After every single bit of Boston Celtics' early-season drama got publicized -- from coach calling out players to teammates going at each other in post-game press conferences -- the players decided to deal with their issues internally.
Ahead of Wednesday's 92-79 win over the Magic, the Celtics' held a players-only meeting after a disappointing, controversy-filled start to the season. The meeting, according to ESPN's Adrian Wojnarowski, was initiated as a result of Boston's fourth-quarter meltdown Monday against Chicago, followed by Marcus Smart'spost-game bashing of Jayson Tatum and Jaylen Brown -- he called them out for not willing to pass the ball.
The three of them discussed both the collapse and Smart's comments in an environment that, according to Basketball News, got emotional at times. And while it's not clear exactly what was said during the meeting, judging by yesterday's win in Orlando to snap a three-game losing streak, it seems to have worked in the short term.
"The last few days, we've just been focused on Orlando," Brown said after the game. "That was the goal: Come out, try to get a win. That was it. Team meeting, just an opportunity to talk as a group, get some communication going in, and move forward."
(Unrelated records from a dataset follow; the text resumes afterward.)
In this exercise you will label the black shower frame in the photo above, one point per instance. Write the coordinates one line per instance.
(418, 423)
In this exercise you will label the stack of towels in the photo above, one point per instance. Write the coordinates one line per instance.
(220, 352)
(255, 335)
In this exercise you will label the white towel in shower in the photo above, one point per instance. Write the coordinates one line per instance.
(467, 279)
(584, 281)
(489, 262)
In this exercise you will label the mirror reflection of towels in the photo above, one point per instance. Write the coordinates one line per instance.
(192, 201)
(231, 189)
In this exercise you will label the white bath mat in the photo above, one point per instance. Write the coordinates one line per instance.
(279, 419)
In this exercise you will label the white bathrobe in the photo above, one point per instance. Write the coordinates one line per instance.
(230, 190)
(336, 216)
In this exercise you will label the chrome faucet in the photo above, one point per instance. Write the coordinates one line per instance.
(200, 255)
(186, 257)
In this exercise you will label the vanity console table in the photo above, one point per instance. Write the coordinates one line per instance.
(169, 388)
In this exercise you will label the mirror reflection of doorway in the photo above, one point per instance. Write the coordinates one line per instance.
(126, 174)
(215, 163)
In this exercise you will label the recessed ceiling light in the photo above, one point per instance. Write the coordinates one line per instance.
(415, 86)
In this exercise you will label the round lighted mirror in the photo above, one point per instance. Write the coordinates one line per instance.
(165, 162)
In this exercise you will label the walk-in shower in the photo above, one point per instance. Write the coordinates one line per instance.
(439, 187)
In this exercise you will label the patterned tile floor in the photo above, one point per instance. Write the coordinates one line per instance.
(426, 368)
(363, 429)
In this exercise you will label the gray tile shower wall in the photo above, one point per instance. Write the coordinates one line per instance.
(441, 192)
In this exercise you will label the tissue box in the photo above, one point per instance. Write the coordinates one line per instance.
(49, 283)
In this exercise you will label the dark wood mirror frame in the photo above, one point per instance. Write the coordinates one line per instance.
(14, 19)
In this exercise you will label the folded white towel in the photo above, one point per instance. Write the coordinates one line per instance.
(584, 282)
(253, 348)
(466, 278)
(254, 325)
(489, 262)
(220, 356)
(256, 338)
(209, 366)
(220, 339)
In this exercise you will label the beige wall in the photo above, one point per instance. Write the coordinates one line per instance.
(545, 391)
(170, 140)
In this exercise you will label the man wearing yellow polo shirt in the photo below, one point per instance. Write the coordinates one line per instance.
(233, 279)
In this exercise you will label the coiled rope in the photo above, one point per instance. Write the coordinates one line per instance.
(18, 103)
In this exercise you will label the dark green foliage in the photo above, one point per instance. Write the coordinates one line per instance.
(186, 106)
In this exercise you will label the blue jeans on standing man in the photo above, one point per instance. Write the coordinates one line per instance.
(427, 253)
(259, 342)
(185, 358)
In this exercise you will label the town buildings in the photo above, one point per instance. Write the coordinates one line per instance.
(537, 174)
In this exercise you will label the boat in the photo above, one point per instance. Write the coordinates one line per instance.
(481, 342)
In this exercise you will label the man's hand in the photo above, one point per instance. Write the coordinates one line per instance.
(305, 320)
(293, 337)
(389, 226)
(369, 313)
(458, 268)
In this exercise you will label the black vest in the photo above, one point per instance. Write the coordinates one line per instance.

Despite keeping the content of the meeting a secret, Brown did address Smart's comments after a historically bad loss to the Bulls -- the 1st time in the shot-clock era (since 1954-55) that a team lost by 14+ points after leading by 14+ entering the 4th quarter, according to ESPN Stats&Info.
Obviously in the midst of trying to win games, it's something that we probably didn't need. But we all communicate and talk to each other. So we're always trying to find ways to win and I'm open to any and everything when guys bring it to me, coaching staff. I'm always watching film trying to better myself and be a better basketball player and find ways to make my teammates better. So it felt good to get a win today.
Jaylen Brown, ESPN
Can the Celtics bounce back?
After beating Orlando, the Celtics are now 3-5, sitting as the 12 seed in the East. Their disappointing start to the season has been overshadowed by internal troubles, but after addressing those in yesterday's meeting, the Cs should be ready to turn things around. Talent-wise, their team should be much better than 3-5. But each of their most important contributors has in some way been affected by early-season struggles.
Despite averaging 24.3 points per game, Jayson Tatum is having his most inefficient shooting run from the floor (38.3%) and three-point line (27.1%). Brown dropped 46 in a season opener against the Knicks but has been inconsistent since -- Ime Udoka described some of his drop-offs as "mind boggling." Smart is only shooting 30.3% from the floor, and Dennis Schröder, despite averaging 13.3 PPG off the bench, is struggling with efficiency as well (36.3% FG).
Each of these guys should play better. The Celtics defense should be better -- their defensive rating is only 18th, despite having a top-level defensive talent on the roster. Their first-year NBA coach should also be better. But it's only been a few years, and Udoka, as well as the entire Celtics organization, deserve more time.
What we've seen thus far is troubling. But there is enough talent in Boston to turn things around.